SZE TSUNG NICOLÁS LEONG
WORLD VIEWS: HORIZONS AND LOOKOUT TOWERS
NOVEMBER 20th, 2020 - FEBRUARY 28th, 2021
ONLINE EXCLUSIVE
Shoshana Wayne Gallery is pleased to announce an exhibition of over 30 photographs by the Los Angeles-based British-Mexican-American artist Sze Tsung Nicolás Leong, selected by the artist from his ongoing and iconic series Horizons, as well as a new image series Lookout Towers. Shown at a time when confinements and lockdowns have increasingly constricted us into looking near, these two series explore the opposite: the act of looking far. The exhibition opens online November 20 and runs through January. This will be the artist’s second solo exhibition with the gallery.
Sze Tsung Nicolás Leong’s artistic practice focuses, he has previously written, “on how we see, understand, and belong to the world.” His Horizons, begun in 2001, are a series of photographs taken throughout the globe of the line of sight separating ground from sky, and at the same time, on a more cognitive level, they are “an exploration of the horizon as the limit of what we can see and know, that questions the boundaries separating the present from the past, near from far, familiar from foreign.”

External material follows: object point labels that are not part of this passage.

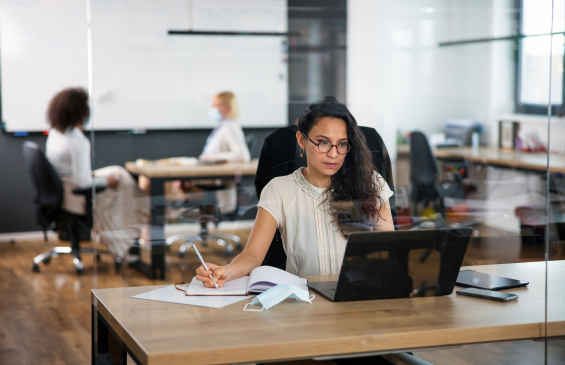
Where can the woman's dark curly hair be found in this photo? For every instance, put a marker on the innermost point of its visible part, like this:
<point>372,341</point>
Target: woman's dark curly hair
<point>354,182</point>
<point>68,108</point>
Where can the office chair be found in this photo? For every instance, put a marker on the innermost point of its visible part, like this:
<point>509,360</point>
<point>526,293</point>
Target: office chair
<point>204,236</point>
<point>48,198</point>
<point>208,202</point>
<point>280,156</point>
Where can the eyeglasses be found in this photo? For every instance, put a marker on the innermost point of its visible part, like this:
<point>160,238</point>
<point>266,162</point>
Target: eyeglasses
<point>325,146</point>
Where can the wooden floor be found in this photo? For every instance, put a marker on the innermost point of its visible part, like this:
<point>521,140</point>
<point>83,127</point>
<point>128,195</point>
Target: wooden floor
<point>45,317</point>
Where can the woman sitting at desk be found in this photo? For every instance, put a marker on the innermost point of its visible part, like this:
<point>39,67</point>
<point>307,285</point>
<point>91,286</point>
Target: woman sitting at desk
<point>118,208</point>
<point>304,205</point>
<point>227,141</point>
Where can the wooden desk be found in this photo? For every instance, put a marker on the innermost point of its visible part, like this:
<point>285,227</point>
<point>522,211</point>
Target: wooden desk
<point>158,174</point>
<point>499,157</point>
<point>164,333</point>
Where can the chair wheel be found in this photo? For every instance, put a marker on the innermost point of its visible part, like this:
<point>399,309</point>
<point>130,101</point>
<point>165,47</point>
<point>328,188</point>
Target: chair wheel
<point>118,265</point>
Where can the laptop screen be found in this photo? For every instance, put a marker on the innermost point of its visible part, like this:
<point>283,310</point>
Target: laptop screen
<point>401,264</point>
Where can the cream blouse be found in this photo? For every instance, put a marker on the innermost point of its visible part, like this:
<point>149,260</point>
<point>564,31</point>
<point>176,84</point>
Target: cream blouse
<point>312,242</point>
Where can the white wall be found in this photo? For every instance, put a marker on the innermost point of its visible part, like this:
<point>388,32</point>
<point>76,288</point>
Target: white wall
<point>398,78</point>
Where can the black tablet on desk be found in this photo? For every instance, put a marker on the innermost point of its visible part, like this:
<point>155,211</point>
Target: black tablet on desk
<point>473,279</point>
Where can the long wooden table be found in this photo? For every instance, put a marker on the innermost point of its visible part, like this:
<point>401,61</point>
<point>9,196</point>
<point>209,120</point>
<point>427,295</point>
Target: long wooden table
<point>159,174</point>
<point>164,333</point>
<point>532,161</point>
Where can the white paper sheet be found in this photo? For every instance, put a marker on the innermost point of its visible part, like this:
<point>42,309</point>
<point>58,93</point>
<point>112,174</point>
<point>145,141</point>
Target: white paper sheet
<point>232,287</point>
<point>172,295</point>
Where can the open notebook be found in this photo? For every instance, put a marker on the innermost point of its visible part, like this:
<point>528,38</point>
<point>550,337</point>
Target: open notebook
<point>261,279</point>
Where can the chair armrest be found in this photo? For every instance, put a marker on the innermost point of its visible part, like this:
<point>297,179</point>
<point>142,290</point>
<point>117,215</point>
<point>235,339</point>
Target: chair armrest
<point>86,191</point>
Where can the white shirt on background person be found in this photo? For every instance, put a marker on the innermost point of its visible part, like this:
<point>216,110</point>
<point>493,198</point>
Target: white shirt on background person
<point>227,142</point>
<point>69,153</point>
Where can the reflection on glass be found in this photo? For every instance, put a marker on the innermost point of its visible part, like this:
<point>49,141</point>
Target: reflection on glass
<point>535,52</point>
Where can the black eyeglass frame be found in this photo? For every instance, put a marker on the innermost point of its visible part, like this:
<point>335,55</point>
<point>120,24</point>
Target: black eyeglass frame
<point>332,146</point>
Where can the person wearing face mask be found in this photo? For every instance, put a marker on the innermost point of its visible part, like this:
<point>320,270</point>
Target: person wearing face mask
<point>125,202</point>
<point>227,141</point>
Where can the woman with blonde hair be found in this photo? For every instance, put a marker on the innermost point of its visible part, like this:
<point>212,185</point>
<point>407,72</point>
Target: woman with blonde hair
<point>227,141</point>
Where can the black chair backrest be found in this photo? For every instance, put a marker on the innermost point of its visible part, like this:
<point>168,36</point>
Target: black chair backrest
<point>46,185</point>
<point>423,170</point>
<point>280,156</point>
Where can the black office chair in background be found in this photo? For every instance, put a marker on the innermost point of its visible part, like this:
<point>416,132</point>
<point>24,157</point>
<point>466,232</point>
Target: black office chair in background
<point>48,198</point>
<point>280,156</point>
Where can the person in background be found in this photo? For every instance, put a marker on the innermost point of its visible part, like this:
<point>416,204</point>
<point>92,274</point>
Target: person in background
<point>227,141</point>
<point>119,208</point>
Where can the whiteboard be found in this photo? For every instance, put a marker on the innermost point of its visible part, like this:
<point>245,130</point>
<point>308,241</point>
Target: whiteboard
<point>143,78</point>
<point>42,50</point>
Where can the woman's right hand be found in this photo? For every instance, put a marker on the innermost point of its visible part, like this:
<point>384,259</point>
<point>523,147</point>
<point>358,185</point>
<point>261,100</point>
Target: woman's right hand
<point>113,182</point>
<point>221,274</point>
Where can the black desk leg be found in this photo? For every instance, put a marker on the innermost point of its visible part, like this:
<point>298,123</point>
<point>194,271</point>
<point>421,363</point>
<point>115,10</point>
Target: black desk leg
<point>107,349</point>
<point>158,229</point>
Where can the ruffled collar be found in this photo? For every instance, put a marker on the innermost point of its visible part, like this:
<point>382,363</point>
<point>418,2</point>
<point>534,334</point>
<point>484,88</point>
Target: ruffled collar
<point>312,190</point>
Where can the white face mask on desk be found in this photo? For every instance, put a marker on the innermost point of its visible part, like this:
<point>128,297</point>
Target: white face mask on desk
<point>277,294</point>
<point>215,114</point>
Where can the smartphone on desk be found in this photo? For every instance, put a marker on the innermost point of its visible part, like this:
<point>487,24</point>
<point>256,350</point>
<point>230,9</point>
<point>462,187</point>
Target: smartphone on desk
<point>487,294</point>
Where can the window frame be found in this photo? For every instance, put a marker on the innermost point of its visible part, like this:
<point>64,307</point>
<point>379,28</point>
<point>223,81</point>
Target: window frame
<point>521,108</point>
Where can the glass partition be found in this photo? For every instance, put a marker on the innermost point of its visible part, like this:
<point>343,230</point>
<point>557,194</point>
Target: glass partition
<point>457,92</point>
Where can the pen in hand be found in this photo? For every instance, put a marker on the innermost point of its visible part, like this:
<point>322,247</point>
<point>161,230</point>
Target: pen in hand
<point>204,264</point>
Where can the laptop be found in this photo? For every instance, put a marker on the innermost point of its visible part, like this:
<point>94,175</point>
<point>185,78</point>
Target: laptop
<point>398,264</point>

Mr Leong’s Horizons presented in this exhibition again reiterate his exploration of the range of environments within which our lives and histories unfold, and highlight, in addition, connections between abstraction and landscape, the picture plane almost dissolving into vast fields of color. Among the works on display here are horizons taken this year at Playa del Rey in Los Angeles, capturing the turquoise light generated by bioluminescent algae found in the ocean—the algae absorbs light during the day and gives off a bright glow at night.
Lookout Towers is a new series of black and white photographs of a building type particular to the Hoiping and Toisan regions of Canton, which emerged in the 16th century and reached an apogee of construction volume during the early 20th century. While these lookout towers served a defensive purpose against bandits and often functioned to represent social standing (whether of a family or a village), as a genre they are built expressions of diaspora—enabling, both literally and metaphorically, the act of looking out to distant horizons, and embodying the changing nature of living in and belonging to the broader world. Funded by remittances from communities in cities as dispersed as Mexicali, Lima, Caracas, San Francisco, Liverpool, Johannesburg, Kolkata, and Singapore, the towers symbolize an emerging form of global identity and cross-cultural melding that challenges ingrained assumptions about fixed borders and identities.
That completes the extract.